Wednesday, January 28, 2009

Economic crisis could change global political landscape

Repercussions from the global economic crisis could be more sweeping than Western nations realize. News out of Switzerland is that former UN Secretary-General Kofi Annan has called for "radical" changes to the structure of the United Nations, including the Security Council. "We cannot continue to run the world based on countries that won a war 60 years ago," Annan said, according to the Reuters international news service. Speaking at the opening of the World Economic Forum today in Davos, Annan said the worldwide recession had exposed a "crisis of global governance" and called for changes to the Security Council, which controls the use of UN resources.
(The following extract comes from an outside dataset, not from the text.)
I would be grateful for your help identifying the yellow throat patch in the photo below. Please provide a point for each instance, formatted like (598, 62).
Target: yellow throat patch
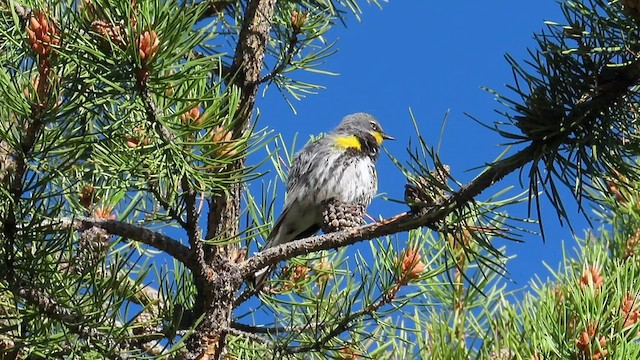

The council is dominated by the five permanent members -- France, Britain, China, Russia and the United States -- which have veto power over the organization. "The current architecture of managing global affairs is broken and needs to be fixed," Annan said. "We have major new players coming on the scene and they need to be integrated and given a voice." Annan, one of six co-chairs of this year's meeting, also urged delegates to address energy, security and climate change, Reuters said. "It is important leaders work on ways of finding effective, far-reaching policies -- even if they are radical -- that will allow us to create sustainable economic growth and create jobs for those who are out of jobs," Annan said. The other chairs are journalism tycoon Rupert Murdoch, HSBC Chairman Stephen Green, Werner Wenning of the German chemical group Bayer, Indian industrialist Anand G. Mahindra and Maria Ramos, chief executive Transet, the South African transport group. Later Wednesday, Chinese Premier Wen Jiabao and Russian Prime Minister Vladimir Putin are also scheduled to address the conference, Reuters said.